Representation of Ethereum, with its native cryptocurrency ether.

Dado Ruvic | Reuters

Ether fell as much as 9% on Monday, slipping below its critical $3,600 support level, shortly after a multimillion dollar hack affected a protocol on the token’s native network. 

The cryptocurrency, which is issued on Ethereum, was last down 6.6% at around $3,600, CoinMetrics data shows. That’s roughly 25% off its high of $4,885 hit on August 22

The coin’s tumble came after Ethereum-based decentralized finance protocol Balancer on Monday lost possibly more than $100 million in a hack. The exploit marks the latest in a series of bearish events that have put digital assets investors on tenterhooks over the past few weeks.
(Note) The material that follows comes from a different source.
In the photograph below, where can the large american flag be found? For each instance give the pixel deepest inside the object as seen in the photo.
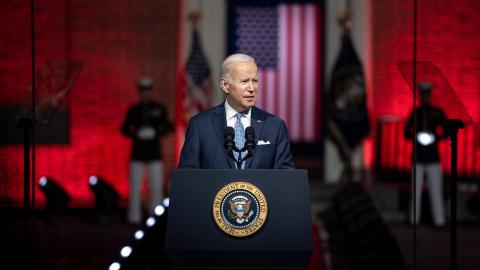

In mid-October, U.S. President Donald Trump announced “massive” tariffs on China over its restriction of rare earth exports, kicking off investors’ flight from crypto to risk-off assets such as gold. And although the president later walked back that threat, his comments sparked a sell-off that triggered cascading liquidations of highly leveraged digital asset positions

Last week, Federal Reserve Chair Jerome Powell cautioned investors about expecting future rate cuts, adding to existing bearish market sentiment.     

“These events have put investors on uneasy footing as we roll into November,” Juan Leon, senior investment strategist at Bitwise, told CNBC. “Macro volatility notwithstanding, this October’s drawdown appears to have been a healthy, albeit sharp, de-leveraging event that flushed speculative excess from the market.”

Some stocks linked to digital assets are also coming under pressure. Coinbase shares were down nearly 4%, while Bitcoin treasury firm Strategy edged down more than 1%.